Probably it should have an intermediate screen with language like: Maybe you meant one of these three things... and allow you to inspect and verify these results before inserting a specific one.

I agree that this is a problem that should be higher priority. Honestly, if a quick fix is desired, we could even disable the title search outright and only allow ISBN, etc. I have literally never had the correct item show up when I have used title search. Frankly, I had completely forgotten you even could title search with the citations tool.

Per offline discussion, we're going to:

  1. Build a PoC to explore the viability of showing multiple search results, per what @Mvolz described in T382446#10476282
  2. If "1." proves viable, prioritize work on improving the UX via T413679

Change #1223195 had a related patch set uploaded (by Mvolz; author: Mvolz):

[mediawiki/services/citoid@master] Return two results from CrossRef search

https://gerrit.wikimedia.org/r/1223195

Per offline discussion, we're going to:

  1. Build a PoC to explore the viability of showing multiple search results, per what @Mvolz described in T382446#10476282
  2. If "1." proves viable, prioritize work on improving the UX via T413679

This helps avoid confusion, but if we want to actually provide more useful search results to people, I would additionally suggest the following:

  1. Re-open discussions with worldcat to provide book search results T352571 or
  2. Search wikidata for books or
  3. Search open library for books T413785

And then:

Score results via Levenshtein distance or some other algorithm from original input, and possible implement a threshold.

Plausibly once the redesign happens we might also only want to return 1 or results if it looks like the others are too irrelevant based on distance.

Change #1223195 merged by jenkins-bot:

[mediawiki/services/citoid@master] Return two results from CrossRef search

https://gerrit.wikimedia.org/r/1223195

Mvolz raised the priority of this task from Low to Medium.

@Mvolz can you please update the task description with the experience you ended up implementing so that editing qa is equipped with the info. they need to verify this?

Mvolz renamed this task from Return >1 result from crossRef search in citoid service to Return >1 results from search in citoid service in the absence of a url, doi, isbn or pmcid/pmid.Jan 14 2026, 4:26 PM
Mvolz updated the task description. (Show Details)

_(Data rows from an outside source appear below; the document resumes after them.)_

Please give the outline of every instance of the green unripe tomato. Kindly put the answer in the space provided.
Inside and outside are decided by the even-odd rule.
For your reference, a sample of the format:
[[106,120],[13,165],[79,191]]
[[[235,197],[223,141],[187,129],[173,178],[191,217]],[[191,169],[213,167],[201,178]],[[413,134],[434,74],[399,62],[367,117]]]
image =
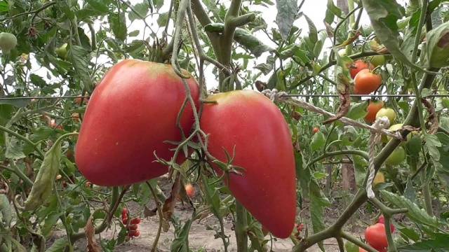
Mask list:
[[370,63],[371,63],[375,67],[382,66],[385,64],[385,57],[384,55],[374,55],[371,57]]
[[56,52],[56,54],[58,55],[58,57],[60,57],[61,59],[67,59],[67,43],[65,43],[62,46],[61,46],[60,47],[56,48],[56,50],[55,50],[55,51]]
[[0,33],[0,49],[4,53],[8,54],[17,46],[17,38],[8,32]]
[[396,119],[396,112],[394,112],[393,108],[382,108],[376,113],[376,119],[382,116],[387,116],[390,121],[390,125],[391,125]]
[[389,166],[398,165],[406,160],[406,150],[402,146],[396,148],[385,160],[385,164]]

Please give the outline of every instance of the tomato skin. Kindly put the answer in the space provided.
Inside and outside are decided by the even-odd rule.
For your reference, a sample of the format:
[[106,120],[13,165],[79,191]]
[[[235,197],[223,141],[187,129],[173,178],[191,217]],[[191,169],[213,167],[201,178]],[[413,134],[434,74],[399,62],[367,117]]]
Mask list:
[[357,74],[359,71],[363,69],[373,69],[373,66],[370,64],[368,64],[361,59],[357,59],[354,62],[354,64],[351,66],[349,69],[349,74],[351,74],[351,78],[353,79],[356,77]]
[[191,183],[185,185],[185,193],[189,198],[194,197],[195,195],[195,188]]
[[368,113],[365,115],[365,120],[368,122],[373,123],[376,120],[376,114],[384,106],[384,102],[373,102],[370,101],[370,104],[366,108]]
[[130,223],[131,224],[139,224],[139,223],[140,223],[140,218],[135,218],[133,219],[131,219]]
[[392,125],[396,120],[396,112],[394,112],[393,108],[382,108],[377,111],[377,113],[376,113],[376,119],[382,116],[387,116],[390,121],[390,125]]
[[[382,223],[384,225],[385,225],[385,217],[384,217],[383,215],[381,215],[379,217],[379,220],[377,220],[377,223]],[[394,227],[394,225],[393,225],[393,224],[391,224],[390,223],[390,230],[391,231],[391,232],[394,232],[394,231],[396,230],[396,227]]]
[[[185,71],[185,74],[188,74]],[[194,101],[198,85],[187,80]],[[181,78],[170,65],[126,59],[114,66],[95,89],[88,104],[75,150],[81,173],[99,186],[117,186],[144,181],[168,172],[153,162],[170,160],[180,141],[176,118],[185,98]],[[187,134],[194,122],[189,104],[181,118]],[[179,155],[178,162],[183,160]]]
[[385,160],[385,164],[395,166],[401,164],[406,160],[406,150],[402,146],[398,146]]
[[368,227],[365,230],[365,239],[371,246],[377,250],[387,248],[388,241],[385,234],[385,225],[382,223],[376,223]]
[[379,88],[382,84],[382,77],[370,71],[362,69],[354,79],[354,91],[357,94],[369,94]]
[[[201,127],[209,134],[208,150],[243,175],[230,173],[226,182],[236,199],[274,236],[287,238],[295,224],[295,157],[287,123],[273,102],[253,90],[210,96]],[[219,174],[223,172],[214,167]]]
[[385,183],[385,176],[382,172],[377,172],[376,176],[374,177],[374,180],[373,181],[373,184],[375,186],[380,183]]

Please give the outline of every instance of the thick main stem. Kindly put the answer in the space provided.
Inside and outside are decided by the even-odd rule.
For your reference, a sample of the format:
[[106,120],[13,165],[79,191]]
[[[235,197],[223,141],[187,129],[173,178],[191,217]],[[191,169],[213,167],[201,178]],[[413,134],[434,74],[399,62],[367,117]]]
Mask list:
[[237,241],[237,251],[248,251],[248,220],[246,210],[236,200],[236,239]]

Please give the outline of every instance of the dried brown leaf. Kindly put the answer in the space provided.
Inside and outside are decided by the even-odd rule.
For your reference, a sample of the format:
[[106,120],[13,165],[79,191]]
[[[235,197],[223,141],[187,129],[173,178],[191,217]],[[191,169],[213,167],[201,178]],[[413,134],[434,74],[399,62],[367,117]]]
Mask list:
[[87,220],[87,223],[84,227],[84,232],[86,234],[86,239],[87,240],[87,251],[88,252],[102,252],[101,246],[97,244],[95,240],[95,229],[92,221],[92,216]]
[[177,199],[177,195],[180,192],[180,184],[181,176],[180,176],[180,174],[177,173],[176,174],[175,181],[173,182],[173,185],[171,187],[170,197],[166,200],[166,202],[163,203],[163,206],[162,207],[163,218],[167,220],[170,220],[171,216],[173,214],[175,204],[176,204],[176,200]]
[[328,124],[333,122],[343,116],[344,116],[349,111],[351,106],[351,97],[349,96],[349,85],[344,85],[344,92],[340,92],[338,94],[340,97],[340,107],[338,108],[338,112],[335,114],[335,116],[331,117],[328,120],[323,122],[323,124]]

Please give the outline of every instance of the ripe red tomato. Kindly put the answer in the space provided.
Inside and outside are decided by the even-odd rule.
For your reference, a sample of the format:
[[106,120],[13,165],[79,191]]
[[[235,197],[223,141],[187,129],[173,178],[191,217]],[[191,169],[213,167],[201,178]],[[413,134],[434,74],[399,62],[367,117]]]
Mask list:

@Mvolz can you please update the task description with the experience you ended up implementing so that editing qa is equipped with the info. they need to verify this?

I have done this and also moved it to the QA column, but to be honest I don't think this really needs QA as automated tests verify the number of citations in the back-end have now increased according to the description.

ldelench_wmf edited projects, added Skipped QA; removed Editing QA.